Le cactus, ça ne trompe personne parce que c’est symbolique. Mais il y a d’autres techniques : d’autres dispositifs anti-SDF sont notamment utilisés comme lieux d’exposition. Des plaques de verre, à proximité de Belleville par exemple.

Le mobilier anti-sans abri se révèle parfois très inventif...

Règle #2 : son et lumière, courants d’air… Ne surtout pas hésiter à innover

« Les dispositifs ne manquent pas d’inventivité », explique l’artiste.

Exit les entrées de garage, ou les porches… Les projets architecturaux sont parfois pensés en entier pour rendre impossible aux SDF de stationner, avec des structures lisses. « Dans les derniers abribus de JC Decaux, l’installation est réfléchie pour laisser passer des courants d’air, analyse également l’artiste. Difficile d’y rester, surtout quand il pleut ».

Le procédé va parfois encore plus loin, et touche aussi les bouches d’aération au sol : « Parfois il n’y a plus grille horizontale, mais une petite cheminée verticale, et il devient donc impossible de s’y réchauffer. » Le membre de Survival Group évoque par ailleurs l’utilisation du son, et de la lumière, avec par exemple « des énormes néons ».

Règle #3 : Installer les dispositifs anti-sans abri partout, sans concertation

Arnaud Elfort critique la dimension « réactionnaire » des stratégies :

A Paris, on sait que c’est infernal de se loger.
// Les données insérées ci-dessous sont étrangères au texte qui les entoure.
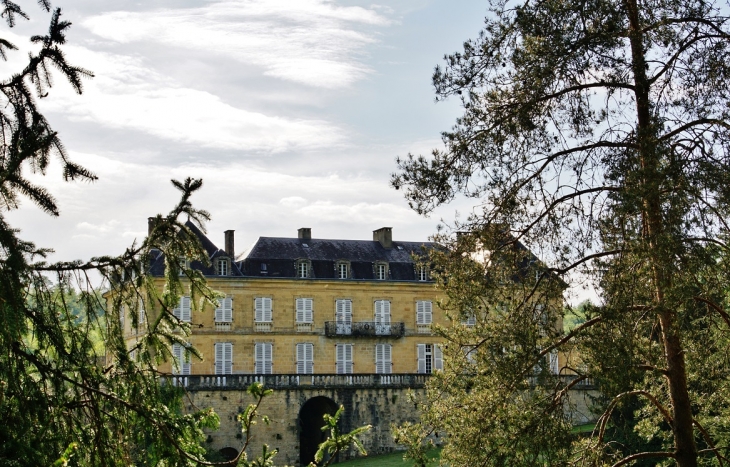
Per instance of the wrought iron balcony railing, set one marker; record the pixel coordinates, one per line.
(289, 381)
(364, 329)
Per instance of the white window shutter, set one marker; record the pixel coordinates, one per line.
(267, 310)
(387, 358)
(438, 358)
(177, 355)
(219, 365)
(301, 361)
(304, 310)
(224, 312)
(300, 310)
(228, 358)
(308, 310)
(344, 358)
(228, 309)
(262, 356)
(184, 309)
(141, 318)
(421, 352)
(305, 363)
(223, 358)
(344, 312)
(382, 312)
(554, 364)
(383, 362)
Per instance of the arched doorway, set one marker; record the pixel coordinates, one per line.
(310, 426)
(229, 454)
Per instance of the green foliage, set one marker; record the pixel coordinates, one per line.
(598, 134)
(337, 442)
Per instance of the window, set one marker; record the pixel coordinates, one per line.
(141, 314)
(182, 310)
(262, 307)
(430, 358)
(343, 270)
(222, 268)
(224, 311)
(383, 359)
(343, 363)
(343, 316)
(381, 271)
(554, 363)
(303, 268)
(183, 264)
(304, 310)
(305, 359)
(382, 317)
(263, 359)
(181, 365)
(424, 312)
(223, 358)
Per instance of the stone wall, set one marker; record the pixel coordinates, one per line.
(379, 407)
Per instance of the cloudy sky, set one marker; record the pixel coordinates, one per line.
(292, 112)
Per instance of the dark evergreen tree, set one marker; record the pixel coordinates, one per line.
(597, 133)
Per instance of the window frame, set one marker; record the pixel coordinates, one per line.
(424, 312)
(381, 271)
(223, 262)
(430, 358)
(344, 365)
(223, 354)
(305, 358)
(181, 355)
(304, 314)
(264, 358)
(303, 269)
(261, 313)
(342, 270)
(383, 359)
(223, 313)
(182, 311)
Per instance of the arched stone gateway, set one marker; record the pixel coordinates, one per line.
(229, 454)
(310, 426)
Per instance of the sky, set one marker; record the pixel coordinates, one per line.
(291, 111)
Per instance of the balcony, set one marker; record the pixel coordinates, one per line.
(364, 329)
(289, 381)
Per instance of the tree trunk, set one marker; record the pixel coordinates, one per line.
(660, 257)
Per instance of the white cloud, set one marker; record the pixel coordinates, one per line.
(126, 94)
(312, 42)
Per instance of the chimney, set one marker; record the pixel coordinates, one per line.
(151, 224)
(230, 250)
(384, 235)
Laisser crever les gens dans la rue, ça n’apporte aucune solution contre la misère. L’explosion du nombre de dispositifs anti-sans abri s’explique surtout comme une réaction à l’explosion de la précarité, en France. Ça ne résout rien, c’est ridicule.

Mais pour l’artiste, pas question de complot politique. Au contraire : « Les dispositifs anti-SDF ont proliféré sans concertation, presque de manière virale. Leur développement est anarchique. Il y en a partout, dans des zones publiques comme privées… Les bureaux de poste, les banques, mais aussi les copropriétés. »

Selon Arnaud Elfort, les dispositifs anti-SDF symbolisent aussi une forme de pression sociale, contre la précarité :

On fait d’une pierre, deux coups. D’une part, c’est évidemment une agression pour le SDF. Mais de l’autre, c’est aussi message pour la société. On terrorise le reste de la population.

A Stalingrad, la RATP, interrogée par Libération, nie le caractère anti-SDF des installations : « Ces nouvelles assises offrent une possibilité de s’asseoir à tous les voyageurs et facilitent le nettoyage ». Comme quoi, la règle #1 semble avoir été bien apprise.